Back, then, to those MP3s that came up on my MP3 player. One was called "Ever Dream," and I was somewhat familiar with it from Anette's live performance. But holy shit, the version I'd put in the playlist was not Anette's. The woman singing this studio version had incredible pipes, perhaps better even than those I'd heard demonstrated by that horsey Amazon woman. At my next opportunity, I put "Ever Dream" three times in a row in the playlist. I never do that! It's a great song, with several great moments, including the most perfect key change in metal. It's so good it's a little strange I'd never heard it before. It's a little like discovering the existence of "Don't Fear the Reaper" at my age. Mind you, the song still has problems: the lyrics make no sense, and to the extent they do, they seem to accidentally refer to the kind of masturbation one does when a lover is absent or permanently out of one's life. And it's so polished and hook-heavy, it sounds like it might actually be a car commercial. But that operatic voice and the weird Finnish pronunciation of the English lyrics keep reminding you that it is something much weirder.

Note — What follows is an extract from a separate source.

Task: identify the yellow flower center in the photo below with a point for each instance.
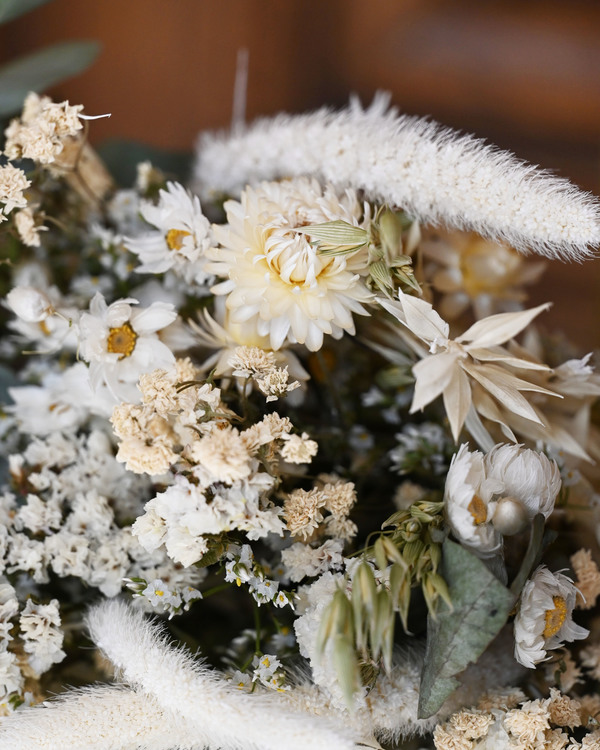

Later I managed to wrap my mind around the fact that Nightwish had actually had three different female vocalists. The first was Tarja Turunen (a Finn; she was the one who had sung the studio version of "Ever Dream"), the second was that girl-next-door crypto metal chick Anette Olzon (a Swede) and the last, the horsey Amazon woman with the incredible voice, is named Floor Jansen (she's Dutch, which accounts for why she towers over the rest of the band). I should mention that Floor does such a great live version of "Ever Dream" that I broke into sobs watching it (though this might've been the marijuana tea talking).
Other great Nightwish songs include "Last Ride of the Day," "Wish I had an Angel," and "Bye Bye Beautiful."

Other things I managed to do while under the never-too-strong influence of marijuana tea was watch Shark Tank and some of the new 4th season of Halt & Catch Fire.